In conclusion, by making the determination that the Applicant lacked forward-looking risk, the Officer found that the Applicant no longer had the desire to participate in political activity based on the fact that he was not very active with the BNP in Canada, and based on his testimony that he did not want to be in politics anymore. Justice Grant found both findings to be unreasonable. The Applicant’s testimony was that he remained active with the BNP to the extent that his work obligations allowed him to, anything beyond that was difficult. Based on this testimony, Justice Grant saw no basis to infer that the Applicant did not want to re-engage in political activity in Bangladesh. In addition, the Applicant stated that he did not want to be politically involved due to threats and violence associated with his past involvement (which he anticipated with any future involvement). Justice Grant stated, “it should go without saying that refraining from legitimate political activity because of the fear of persecutory treatment can not ground a finding that an individual lacks a forward-looking fear of persecution” (at par. 30).” The application for leave was allowed , with the matter remitted back for redetermination with the following instructions: 1) given that the previous PRRA Officer accepted the Applicant’s evidence with regards to his involvement with the BNP, this aspect of the profile not be reconsidered (unless there are new reasons to doubt it’s veracity); and 2) should credibility remain an issue, in any aspect, a new oral hearing be conducted.

 

Kokeny v. Canada (MPSEP) 2024 FC 675

In Kokeny v. Canada (MPSEP) Justice Ahmed examined the Applicant’s stay decision. The Applicant was seeking stay of removal based on the determination of this underlying leave of his negative Pre-Removal Risk Assessment (PRRA) decision. The Applicant was a 21-year-old citizen from Hungary, who had come to Canada (as a child) with his parents in 2009 and claimed asylum. Their claim was refused in 2012, and the Applicant and his family returned to Hungary. In 2022, the Applicant returned to Canada and made a PRRA application on the basis of his father being a Roma activist and politician. This led to animosity and mistreatment of his family, including a recent incident where the Applicant was stabbed by a member of a racist extremist group. The applicant submitted a hospital report and photographic evidence of his injuries. Nevertheless, his PRRA application was refused.

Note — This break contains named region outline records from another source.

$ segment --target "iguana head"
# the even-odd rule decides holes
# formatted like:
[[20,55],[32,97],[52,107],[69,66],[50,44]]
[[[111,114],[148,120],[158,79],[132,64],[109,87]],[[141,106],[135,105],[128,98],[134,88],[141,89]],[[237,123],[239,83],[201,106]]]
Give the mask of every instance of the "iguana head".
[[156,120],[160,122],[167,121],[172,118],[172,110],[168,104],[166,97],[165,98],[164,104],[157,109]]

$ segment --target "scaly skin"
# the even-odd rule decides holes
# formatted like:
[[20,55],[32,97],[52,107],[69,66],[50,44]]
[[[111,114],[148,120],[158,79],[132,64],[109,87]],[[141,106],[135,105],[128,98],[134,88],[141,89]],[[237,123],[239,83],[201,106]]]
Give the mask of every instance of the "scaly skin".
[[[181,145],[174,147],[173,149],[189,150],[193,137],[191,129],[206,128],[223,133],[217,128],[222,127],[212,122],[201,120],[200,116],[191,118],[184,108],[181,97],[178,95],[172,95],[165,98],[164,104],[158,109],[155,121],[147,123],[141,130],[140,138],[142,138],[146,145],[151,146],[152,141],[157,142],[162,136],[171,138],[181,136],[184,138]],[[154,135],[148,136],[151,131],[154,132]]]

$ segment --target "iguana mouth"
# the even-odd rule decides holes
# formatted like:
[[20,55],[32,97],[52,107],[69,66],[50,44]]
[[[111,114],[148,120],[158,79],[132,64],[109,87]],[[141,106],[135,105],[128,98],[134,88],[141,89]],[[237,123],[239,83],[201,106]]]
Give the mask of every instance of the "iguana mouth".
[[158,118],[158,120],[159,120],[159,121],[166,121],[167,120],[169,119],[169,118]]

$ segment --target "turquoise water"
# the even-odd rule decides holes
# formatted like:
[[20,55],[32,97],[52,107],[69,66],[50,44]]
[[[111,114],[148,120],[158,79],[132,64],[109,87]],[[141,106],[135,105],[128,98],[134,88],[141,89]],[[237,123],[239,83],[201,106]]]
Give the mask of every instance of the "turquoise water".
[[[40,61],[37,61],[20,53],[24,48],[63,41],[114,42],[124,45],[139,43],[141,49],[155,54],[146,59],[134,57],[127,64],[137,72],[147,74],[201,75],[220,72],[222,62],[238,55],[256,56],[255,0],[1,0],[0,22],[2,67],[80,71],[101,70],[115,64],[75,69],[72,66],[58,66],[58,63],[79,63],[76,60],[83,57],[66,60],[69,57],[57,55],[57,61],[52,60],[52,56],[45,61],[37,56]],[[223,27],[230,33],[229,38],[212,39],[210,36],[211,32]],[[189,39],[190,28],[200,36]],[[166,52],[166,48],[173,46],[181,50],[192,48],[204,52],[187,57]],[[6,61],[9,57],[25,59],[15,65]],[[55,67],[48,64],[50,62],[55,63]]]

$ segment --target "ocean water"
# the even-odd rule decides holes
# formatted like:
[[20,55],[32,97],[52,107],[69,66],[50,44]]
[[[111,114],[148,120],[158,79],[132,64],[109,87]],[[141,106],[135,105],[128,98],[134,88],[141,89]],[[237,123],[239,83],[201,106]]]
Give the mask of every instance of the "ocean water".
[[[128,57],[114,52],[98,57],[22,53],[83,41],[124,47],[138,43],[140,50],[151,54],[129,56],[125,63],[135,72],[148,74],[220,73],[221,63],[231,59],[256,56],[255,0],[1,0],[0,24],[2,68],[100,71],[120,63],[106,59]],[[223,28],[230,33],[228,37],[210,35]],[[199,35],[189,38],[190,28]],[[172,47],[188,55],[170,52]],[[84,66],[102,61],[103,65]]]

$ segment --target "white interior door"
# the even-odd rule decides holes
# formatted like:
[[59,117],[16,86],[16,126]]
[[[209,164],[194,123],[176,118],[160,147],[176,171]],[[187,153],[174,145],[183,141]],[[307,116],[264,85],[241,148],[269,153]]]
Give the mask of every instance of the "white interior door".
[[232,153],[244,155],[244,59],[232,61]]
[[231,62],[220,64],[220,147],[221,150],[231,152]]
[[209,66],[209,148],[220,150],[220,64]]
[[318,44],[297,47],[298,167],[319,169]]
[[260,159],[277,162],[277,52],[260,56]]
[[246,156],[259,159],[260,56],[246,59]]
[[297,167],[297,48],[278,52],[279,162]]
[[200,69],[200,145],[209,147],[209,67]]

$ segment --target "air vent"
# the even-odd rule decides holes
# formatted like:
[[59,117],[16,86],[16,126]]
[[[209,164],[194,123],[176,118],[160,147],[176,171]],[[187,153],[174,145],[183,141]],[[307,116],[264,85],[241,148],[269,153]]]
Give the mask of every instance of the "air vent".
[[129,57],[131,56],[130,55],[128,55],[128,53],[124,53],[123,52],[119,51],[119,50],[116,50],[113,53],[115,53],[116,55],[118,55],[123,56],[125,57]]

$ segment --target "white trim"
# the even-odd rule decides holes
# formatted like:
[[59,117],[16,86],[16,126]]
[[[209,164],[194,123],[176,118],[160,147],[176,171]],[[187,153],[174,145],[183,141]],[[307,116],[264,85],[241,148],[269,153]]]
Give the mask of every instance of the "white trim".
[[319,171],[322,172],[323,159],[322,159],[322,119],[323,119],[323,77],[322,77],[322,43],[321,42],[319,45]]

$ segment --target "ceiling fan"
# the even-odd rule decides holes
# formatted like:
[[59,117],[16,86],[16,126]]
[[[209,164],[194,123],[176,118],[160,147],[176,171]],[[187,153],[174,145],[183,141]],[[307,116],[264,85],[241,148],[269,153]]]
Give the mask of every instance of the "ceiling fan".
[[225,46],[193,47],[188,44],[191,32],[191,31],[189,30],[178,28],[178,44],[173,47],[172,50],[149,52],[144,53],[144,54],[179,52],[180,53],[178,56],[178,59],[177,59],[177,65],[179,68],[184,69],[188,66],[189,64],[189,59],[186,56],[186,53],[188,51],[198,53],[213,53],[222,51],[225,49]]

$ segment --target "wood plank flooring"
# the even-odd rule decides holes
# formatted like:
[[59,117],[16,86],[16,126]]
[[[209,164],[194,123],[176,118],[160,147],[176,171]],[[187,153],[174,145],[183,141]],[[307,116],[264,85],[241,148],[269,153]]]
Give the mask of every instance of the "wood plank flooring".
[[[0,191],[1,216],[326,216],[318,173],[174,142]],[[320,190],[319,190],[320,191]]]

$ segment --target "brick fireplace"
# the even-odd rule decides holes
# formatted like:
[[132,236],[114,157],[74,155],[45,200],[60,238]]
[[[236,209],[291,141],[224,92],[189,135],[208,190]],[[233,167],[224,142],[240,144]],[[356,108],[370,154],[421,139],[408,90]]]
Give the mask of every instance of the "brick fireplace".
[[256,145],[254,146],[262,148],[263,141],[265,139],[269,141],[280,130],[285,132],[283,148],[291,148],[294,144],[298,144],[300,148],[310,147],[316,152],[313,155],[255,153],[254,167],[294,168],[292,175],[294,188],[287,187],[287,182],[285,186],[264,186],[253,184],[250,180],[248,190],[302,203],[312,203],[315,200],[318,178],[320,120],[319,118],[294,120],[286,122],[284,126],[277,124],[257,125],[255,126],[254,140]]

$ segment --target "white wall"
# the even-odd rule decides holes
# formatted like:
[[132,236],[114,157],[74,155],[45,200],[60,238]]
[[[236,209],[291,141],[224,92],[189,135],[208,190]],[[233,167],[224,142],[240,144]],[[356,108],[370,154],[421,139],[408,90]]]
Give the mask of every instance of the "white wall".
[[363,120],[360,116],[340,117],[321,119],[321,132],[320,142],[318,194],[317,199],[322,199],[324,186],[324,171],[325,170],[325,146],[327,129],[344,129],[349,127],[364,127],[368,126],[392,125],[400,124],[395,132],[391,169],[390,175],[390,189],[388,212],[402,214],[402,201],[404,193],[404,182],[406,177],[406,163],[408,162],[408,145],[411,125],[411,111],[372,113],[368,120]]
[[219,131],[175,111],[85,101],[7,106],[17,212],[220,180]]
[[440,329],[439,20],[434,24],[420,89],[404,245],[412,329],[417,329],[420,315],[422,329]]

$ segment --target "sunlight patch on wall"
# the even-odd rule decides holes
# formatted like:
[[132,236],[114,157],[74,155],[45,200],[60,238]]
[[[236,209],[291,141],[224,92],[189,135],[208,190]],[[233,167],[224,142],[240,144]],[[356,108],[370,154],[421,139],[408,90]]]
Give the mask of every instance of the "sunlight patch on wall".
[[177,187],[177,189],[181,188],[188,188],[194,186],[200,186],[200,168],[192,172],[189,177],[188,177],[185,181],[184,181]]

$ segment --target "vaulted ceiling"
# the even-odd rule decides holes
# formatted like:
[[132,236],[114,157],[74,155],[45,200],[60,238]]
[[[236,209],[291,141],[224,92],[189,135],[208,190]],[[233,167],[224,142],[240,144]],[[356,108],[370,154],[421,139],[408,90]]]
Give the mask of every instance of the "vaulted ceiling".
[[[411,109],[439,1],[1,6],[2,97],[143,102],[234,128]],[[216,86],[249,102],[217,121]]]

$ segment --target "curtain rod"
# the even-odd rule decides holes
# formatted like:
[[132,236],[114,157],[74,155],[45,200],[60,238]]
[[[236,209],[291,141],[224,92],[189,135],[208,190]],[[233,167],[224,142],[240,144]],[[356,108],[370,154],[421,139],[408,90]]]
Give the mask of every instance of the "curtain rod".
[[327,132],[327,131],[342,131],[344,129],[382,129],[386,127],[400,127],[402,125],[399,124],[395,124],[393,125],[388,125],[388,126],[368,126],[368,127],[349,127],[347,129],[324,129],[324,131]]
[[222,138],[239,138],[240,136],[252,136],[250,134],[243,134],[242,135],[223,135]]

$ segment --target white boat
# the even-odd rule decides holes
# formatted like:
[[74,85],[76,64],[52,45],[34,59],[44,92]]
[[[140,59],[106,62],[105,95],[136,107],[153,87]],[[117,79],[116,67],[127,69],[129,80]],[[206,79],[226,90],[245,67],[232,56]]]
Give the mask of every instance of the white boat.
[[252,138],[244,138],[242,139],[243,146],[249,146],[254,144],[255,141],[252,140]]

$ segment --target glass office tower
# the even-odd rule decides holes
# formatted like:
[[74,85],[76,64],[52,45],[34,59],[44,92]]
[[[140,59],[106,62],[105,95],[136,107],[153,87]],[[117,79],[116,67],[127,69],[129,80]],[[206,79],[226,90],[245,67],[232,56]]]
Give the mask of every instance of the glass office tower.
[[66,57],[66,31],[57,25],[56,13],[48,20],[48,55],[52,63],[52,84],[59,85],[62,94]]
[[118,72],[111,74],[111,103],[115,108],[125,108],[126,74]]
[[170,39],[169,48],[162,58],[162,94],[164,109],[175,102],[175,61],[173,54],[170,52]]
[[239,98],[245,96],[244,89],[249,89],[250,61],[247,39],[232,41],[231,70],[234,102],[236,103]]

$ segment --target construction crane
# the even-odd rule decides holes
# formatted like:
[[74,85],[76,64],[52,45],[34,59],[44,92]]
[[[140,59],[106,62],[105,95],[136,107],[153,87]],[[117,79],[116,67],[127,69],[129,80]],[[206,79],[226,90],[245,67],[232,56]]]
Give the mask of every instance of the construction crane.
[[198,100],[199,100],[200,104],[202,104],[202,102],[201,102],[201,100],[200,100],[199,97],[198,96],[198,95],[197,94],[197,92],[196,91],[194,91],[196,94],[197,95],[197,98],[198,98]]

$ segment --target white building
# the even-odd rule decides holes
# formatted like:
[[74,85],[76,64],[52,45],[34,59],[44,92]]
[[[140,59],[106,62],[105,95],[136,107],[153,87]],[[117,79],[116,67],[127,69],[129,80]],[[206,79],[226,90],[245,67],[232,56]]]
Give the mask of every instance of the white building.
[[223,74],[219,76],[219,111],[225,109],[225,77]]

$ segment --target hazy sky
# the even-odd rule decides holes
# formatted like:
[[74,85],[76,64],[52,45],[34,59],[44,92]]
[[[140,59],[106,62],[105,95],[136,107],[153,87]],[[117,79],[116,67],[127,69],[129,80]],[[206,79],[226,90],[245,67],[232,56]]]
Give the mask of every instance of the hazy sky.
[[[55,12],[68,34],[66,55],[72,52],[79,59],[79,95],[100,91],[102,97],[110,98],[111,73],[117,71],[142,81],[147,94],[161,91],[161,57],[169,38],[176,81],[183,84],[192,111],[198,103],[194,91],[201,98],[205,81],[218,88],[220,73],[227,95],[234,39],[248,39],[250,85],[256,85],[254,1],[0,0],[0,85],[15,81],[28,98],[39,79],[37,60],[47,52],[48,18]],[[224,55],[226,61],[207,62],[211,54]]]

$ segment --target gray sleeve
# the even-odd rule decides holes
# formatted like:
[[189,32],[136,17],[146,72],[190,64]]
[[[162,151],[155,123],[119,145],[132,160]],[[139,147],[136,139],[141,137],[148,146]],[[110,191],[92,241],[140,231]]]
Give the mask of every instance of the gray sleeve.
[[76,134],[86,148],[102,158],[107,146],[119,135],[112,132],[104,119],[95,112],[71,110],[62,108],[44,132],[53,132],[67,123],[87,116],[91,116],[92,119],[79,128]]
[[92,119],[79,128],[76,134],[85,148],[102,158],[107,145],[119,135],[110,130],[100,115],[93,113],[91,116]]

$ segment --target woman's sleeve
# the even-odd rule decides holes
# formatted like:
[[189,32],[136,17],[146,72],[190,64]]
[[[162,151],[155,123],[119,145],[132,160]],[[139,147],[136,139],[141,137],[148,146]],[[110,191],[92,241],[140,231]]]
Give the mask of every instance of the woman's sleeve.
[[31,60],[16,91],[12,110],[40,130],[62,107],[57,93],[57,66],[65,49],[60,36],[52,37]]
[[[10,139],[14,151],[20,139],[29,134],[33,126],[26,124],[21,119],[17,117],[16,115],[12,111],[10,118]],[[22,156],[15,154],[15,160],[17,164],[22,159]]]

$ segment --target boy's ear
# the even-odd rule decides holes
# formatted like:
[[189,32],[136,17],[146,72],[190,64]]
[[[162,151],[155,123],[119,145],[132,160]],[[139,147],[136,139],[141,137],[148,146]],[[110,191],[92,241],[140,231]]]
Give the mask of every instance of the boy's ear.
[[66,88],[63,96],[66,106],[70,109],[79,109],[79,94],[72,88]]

At this stay motion, Justice Ahmed found that there were multiple serious issues with the PRRA decision. First, the Officer did not take into consideration the clear evidence of vicious persecutory acts as a result, in part, to the Applicant’s perceived sexual orientation.  There were serious issues with the Officer’s treatment of “all the risk factors put forward by the Applicant, cumulatively.” Second, there were serious issues with the Officer’s lack of explanation, based on the Applicant’s extensive evidence of mistreatment as a result of his Roma ethnicity, why the discrimination did not amount to persecution. In addition, there was a serious issue with the Officer’s treatment of the Applicant’s statements when it came to his stabbing – with the Officer making veiled authenticity findings. Justice Ahmed was satisfied that the Applicant had established irreparable harm, given the evidence before the Court and the numerous serious issues with the Officer’s risk assessment in the PRRA decision. Lastly, Justice Ahmed found that the balance of convenience was in the Applicant’s favour. The stay motion was granted.